Integriert und trotzdem unabhängig
Artikel - Integriert und trotzdem unabhängig
Der Neubau war Bestandteil des Bebauungsplanes Rathausplatz im Zentrum von Baar. Im Bebauungsplan sind die Position und das Volumen des Baukörpers festgelegt. Damit bestand die Aufgabe darin, das definierte Bauvolumen in der Erscheinung von Struktur, Materialität und Farbigkeit in den Bestand der Zentrumsbauten zu integrieren. Ein Hauptaugenmerk lag dabei auf der Fassade. Diese integriert das Gebäude in seine Umgebung und ist trotzdem unabhängig in seinem Auftritt dank der Allseitigkeit des Gebäudes mit feinen Nuancierungen der Vorder- und Rückseite. Der Neubau verhält sich wie ein Teenager, welcher zwar am Familienleben teilnimmt, aber dabei stets auf seine Unabhängigkeit pocht.
Die Fassade sucht die Vertikale
Die hervorstechende Fassade zeigt, dank der eigens entwickelten Keramik und im Zusammenspiel mit dem glatten Beton, starken Charakter. Der Keramik glänzt und wirkt changierend je nach Perspektive und Licht. Damit tritt das Gebäude in einen Dialog mit seinem Betrachter.
Im Bebauungsplan war für diese Wohnüberbauung, im Vergleich zu den umliegenden Bauten, ein Geschoss tiefer vorgesehen. Werknetz Architektur hat diese Vorgaben in der Entwicklung miteinbezogen und nach einem Ausgleich weitergedacht. Entstanden ist ein Gebäude mit einer Fassade, die die Vertikale betont. Die Form der Zargen, die glänzende Keramik und der glatte Beton unterstreichen die Vertikale und betten das Gebäude in seine Umgebung ein. Wie ein Teenager, der sich auf Zehenspitzen reckend grösser macht als er ist.
Die bis zu 4-Meter breiten Zargen wurden in einer Spezialanfertigung an einem Stück gegossen und als Gesamtes angeliefert und angebracht.

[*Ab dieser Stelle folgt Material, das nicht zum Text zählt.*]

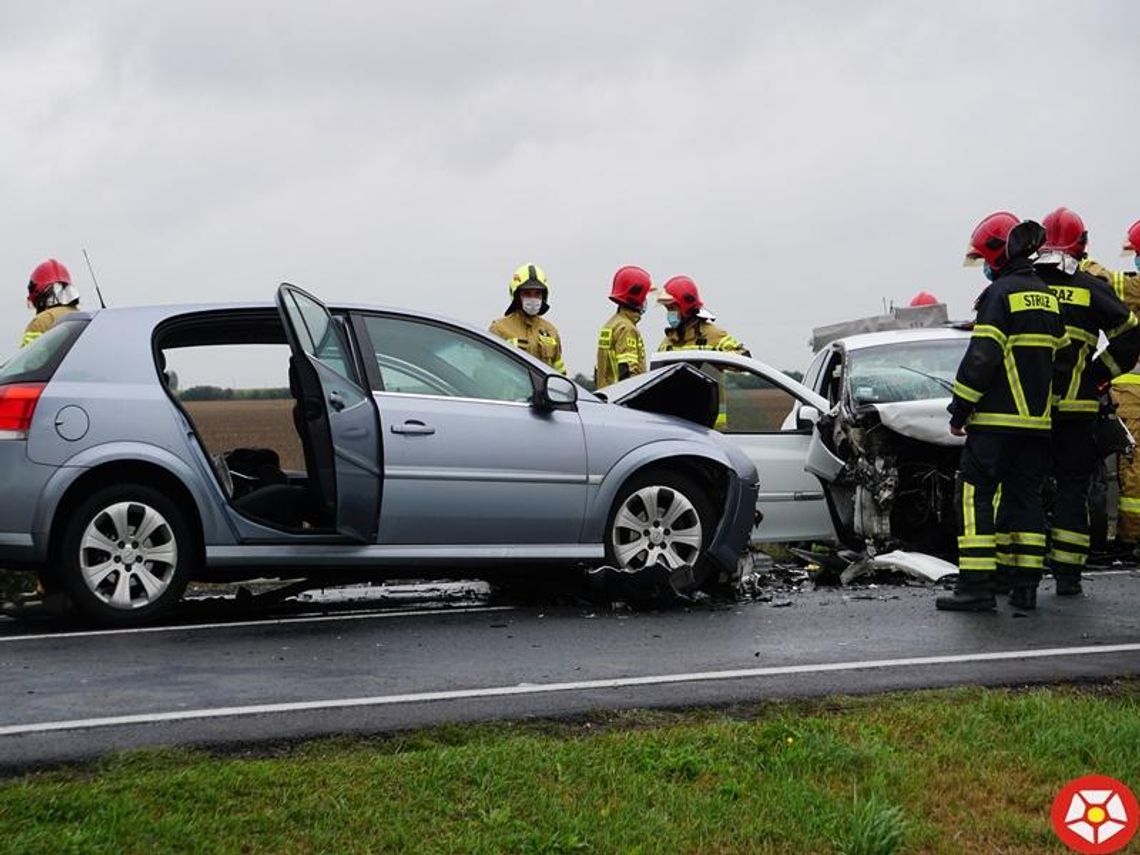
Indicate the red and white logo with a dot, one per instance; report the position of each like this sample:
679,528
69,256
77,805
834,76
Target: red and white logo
1096,815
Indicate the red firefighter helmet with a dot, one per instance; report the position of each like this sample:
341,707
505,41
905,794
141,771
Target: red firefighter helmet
632,285
1065,231
50,285
1132,241
682,292
987,243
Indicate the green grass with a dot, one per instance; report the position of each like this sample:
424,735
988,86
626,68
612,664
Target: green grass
949,771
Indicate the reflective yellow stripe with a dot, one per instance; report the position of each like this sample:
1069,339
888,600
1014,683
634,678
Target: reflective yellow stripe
984,331
1015,384
975,563
976,542
963,391
1068,558
1076,406
1072,296
1123,327
1033,301
1082,335
1036,340
1001,420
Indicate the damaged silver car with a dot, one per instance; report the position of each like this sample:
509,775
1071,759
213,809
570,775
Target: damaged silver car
860,452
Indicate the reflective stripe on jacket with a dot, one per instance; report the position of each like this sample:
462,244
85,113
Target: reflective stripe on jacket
620,349
1088,308
1006,379
537,336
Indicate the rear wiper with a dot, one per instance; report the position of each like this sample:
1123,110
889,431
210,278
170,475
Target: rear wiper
941,381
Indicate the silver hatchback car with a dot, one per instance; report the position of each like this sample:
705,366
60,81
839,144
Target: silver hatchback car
424,447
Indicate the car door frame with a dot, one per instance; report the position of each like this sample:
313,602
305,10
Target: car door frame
351,421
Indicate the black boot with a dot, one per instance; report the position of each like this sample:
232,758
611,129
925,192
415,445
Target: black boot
1001,584
972,592
1068,583
1024,592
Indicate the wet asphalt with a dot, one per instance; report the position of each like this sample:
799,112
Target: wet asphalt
222,676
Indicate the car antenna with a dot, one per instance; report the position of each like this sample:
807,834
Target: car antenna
91,270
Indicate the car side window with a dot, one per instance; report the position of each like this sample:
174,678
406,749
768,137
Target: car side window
423,358
318,333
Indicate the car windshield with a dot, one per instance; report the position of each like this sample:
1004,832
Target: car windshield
904,372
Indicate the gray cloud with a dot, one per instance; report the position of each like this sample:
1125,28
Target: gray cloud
801,163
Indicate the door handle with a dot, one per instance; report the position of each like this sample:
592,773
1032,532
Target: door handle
414,428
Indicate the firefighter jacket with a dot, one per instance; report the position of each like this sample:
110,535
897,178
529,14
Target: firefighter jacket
537,336
620,349
1006,379
700,334
1088,307
43,322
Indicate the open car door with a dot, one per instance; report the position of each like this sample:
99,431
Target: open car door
342,442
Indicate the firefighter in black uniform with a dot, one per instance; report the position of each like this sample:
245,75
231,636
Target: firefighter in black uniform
1089,307
1002,404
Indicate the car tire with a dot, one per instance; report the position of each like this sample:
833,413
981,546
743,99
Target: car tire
127,554
678,518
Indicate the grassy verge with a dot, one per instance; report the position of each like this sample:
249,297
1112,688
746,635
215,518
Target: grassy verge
947,771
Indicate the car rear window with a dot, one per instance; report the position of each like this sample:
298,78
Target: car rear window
39,360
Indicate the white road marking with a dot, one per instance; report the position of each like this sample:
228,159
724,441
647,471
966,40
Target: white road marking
523,689
275,621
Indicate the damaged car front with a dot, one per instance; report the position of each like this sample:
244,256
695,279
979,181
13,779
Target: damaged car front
884,448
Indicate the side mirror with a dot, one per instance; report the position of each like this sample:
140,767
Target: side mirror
807,416
556,392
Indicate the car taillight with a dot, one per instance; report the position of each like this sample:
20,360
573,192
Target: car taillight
17,405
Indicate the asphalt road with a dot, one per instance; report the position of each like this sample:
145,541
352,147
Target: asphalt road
70,694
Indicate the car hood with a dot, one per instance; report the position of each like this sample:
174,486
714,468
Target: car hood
926,421
676,390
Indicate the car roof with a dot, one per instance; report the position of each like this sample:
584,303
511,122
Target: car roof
901,336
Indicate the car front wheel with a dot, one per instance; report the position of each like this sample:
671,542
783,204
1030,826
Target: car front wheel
127,554
661,518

Die Allseitigkeit der Fassade – eine Besonderheit der Werknetz Architektur
Das neue Gebäude in Baar fällt als Einheit auf, indem es keine dominante Seite zulässt. Nur in den Nuancen lassen sich definierende Eigenheiten der verschieden ausgerichteten Seiten entdecken. So differenziert sich zur Strasse hin, wo viel Betrieb ist, der Sockelbereich mit massivem Beton. Auf der Rückseite, im eher privaten Bereich, wird die Keramik bis auf die Sockelhöhe heruntergezogen.
Die Allseitigkeit der Fassade ist eine Besonderheit von Werknetz Architektur, die sich wie ein Roter Faden durch die letzten 20 Jahre hindurchzieht:
- Neubau Gesamtschule Flims (1999)
- Einfamilienhaus Via Calanda Domat/Ems (2003)
- Wohnüberbauung edendrei Zürich (2008)
- Mehrfamilienhaus Grossmatt Hergiswil (2013)
- Wohnüberbauung edensieben Zürich (2018)
- Ersatzneubau Bezirksgericht Hinwil (Wettbewerb 2020)
- Einfamilienhaus in Entwicklung (Visualisierung 2022)
Die Unabhängigkeit der Fassade zieht sich weiter – auch nach Innen
Gerade im Städtebau ist der ortsbauliche Anspruch hoch einzustufen und in der Entwicklung in ausgeprägtem Masse zu berücksichtigen. Damit aber auch der innere Anspruch, das Wohlbefinden der Bewohner im Einklang ist, braucht es eine spannende Idee, einen neuen Ansatz und eine kreative Umsetzung, um einen Win-Win für externe, ortsbauliche und interne, bewohnende Ansprüche zu generieren. Das Aufbrechen des Grundsatzes von ‘Form follows Function’ aufgrund überliegender Ansprüche bietet aber immer auch Chancen. Werknetz Architektur sucht diese Chancen stets mit Kompromisslosigkeit und Konsequenz. Damit wird Wert geschaffen: Für den Ort, für dessen Einwohner und schliesslich die Bewohner. Werknetz Architektur hat deshalb ganz bewusst in Baar den Grundriss von der Fassade getrennt. Konkret bedeutet dies, dass in der Fassade nicht zu erkennen ist, ob sich im Raum dahinter eine Nasszelle, ein Schlafzimmer oder der Wohnbereich befindet. In Baar verstecken sich hinter dem einheitlichen Raster der Fassade Büroräumlichkeiten wie auch Wohnungen.